For this reason, RRII is commissioning this important research, in order to explore fiduciary duty through Indigenous legal perspectives.

Guiding questions:

Several key questions will guide this research project:

  • What is an Indigenous law understanding of the duties of someone who holds assets in trust for the benefit of others?
  • What can Indigenous legal orders and traditions tell us about the duties of Indigenous trustees?
  • How does Indigenous law speak to the issues of applying Indigenous values, beliefs, and interests in investment policy?
  • Do Indigenous law understandings conflict and/or contrast with fiduciary standards as understood in Canadian or provincial law and, if so, what is the basis for resolution?

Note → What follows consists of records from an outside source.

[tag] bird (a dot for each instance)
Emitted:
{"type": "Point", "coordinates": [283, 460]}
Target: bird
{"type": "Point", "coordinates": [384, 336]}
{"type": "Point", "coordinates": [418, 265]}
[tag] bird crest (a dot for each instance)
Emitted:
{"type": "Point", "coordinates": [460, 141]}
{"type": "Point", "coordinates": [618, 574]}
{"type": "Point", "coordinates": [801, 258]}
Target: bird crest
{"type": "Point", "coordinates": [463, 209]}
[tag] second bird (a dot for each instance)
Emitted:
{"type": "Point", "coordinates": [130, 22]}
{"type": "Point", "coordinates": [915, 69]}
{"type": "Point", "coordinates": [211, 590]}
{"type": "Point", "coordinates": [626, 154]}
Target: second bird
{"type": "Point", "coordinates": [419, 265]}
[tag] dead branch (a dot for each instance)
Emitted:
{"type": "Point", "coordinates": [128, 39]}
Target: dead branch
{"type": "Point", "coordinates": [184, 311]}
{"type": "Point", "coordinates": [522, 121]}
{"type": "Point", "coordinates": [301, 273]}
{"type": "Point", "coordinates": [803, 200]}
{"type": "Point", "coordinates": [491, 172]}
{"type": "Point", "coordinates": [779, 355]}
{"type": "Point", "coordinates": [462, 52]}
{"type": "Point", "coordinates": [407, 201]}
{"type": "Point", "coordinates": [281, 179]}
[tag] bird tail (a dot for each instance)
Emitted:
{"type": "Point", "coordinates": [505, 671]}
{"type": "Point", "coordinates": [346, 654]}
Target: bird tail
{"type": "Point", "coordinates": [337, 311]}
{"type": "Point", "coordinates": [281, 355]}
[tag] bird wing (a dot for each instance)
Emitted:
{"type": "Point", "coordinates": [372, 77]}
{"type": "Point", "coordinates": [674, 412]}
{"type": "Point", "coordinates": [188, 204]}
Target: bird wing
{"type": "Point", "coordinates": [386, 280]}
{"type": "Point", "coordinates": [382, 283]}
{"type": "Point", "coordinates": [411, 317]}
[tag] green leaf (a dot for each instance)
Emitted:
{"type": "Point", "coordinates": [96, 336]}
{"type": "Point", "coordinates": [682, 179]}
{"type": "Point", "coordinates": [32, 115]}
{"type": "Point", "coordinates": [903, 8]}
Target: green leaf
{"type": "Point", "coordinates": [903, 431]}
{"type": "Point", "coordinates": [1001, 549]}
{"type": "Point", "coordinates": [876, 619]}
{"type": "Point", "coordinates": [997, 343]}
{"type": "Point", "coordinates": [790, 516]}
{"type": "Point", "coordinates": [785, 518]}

Indigenous legal orders can provide an important basis for ensuring the effective stewardship of collective assets and fostering accountability.[1] Ultimately, Indigenous laws may help decision-makers align their investments with their community values.

Call for Input:

If you are an Indigenous trustee or decisionmaker who oversees community assets and investments, we’d love to hear from you!

  • How do your community’s traditions and laws relate to your duties as a fiduciary?
  • How can your community’s values, traditions, and laws be incorporated in your governance of your collective financial assets?

Please get in touch to help us with this important research.

Ultimately, we hope that this research can empower Indigenous decision-makers to steward collective financial assets (e.g., Trusts) in ways that reflect their own laws and traditions. The research findings will be used primarily for educational purposes and to raise awareness on Indigenous legal orders and traditions as they relate to fiduciary duty. We view any findings and knowledge arising from this research as public goods for the benefit of all and are eager to engage in further discussions of it with all those interested.

We look forward to sharing the results of this emergent work with the RRII community in the coming months.

[1] Borrows, John. 2005. Indigenous Legal Traditions in Canada. Washington University Journal of Law & Policy, Vol. 19.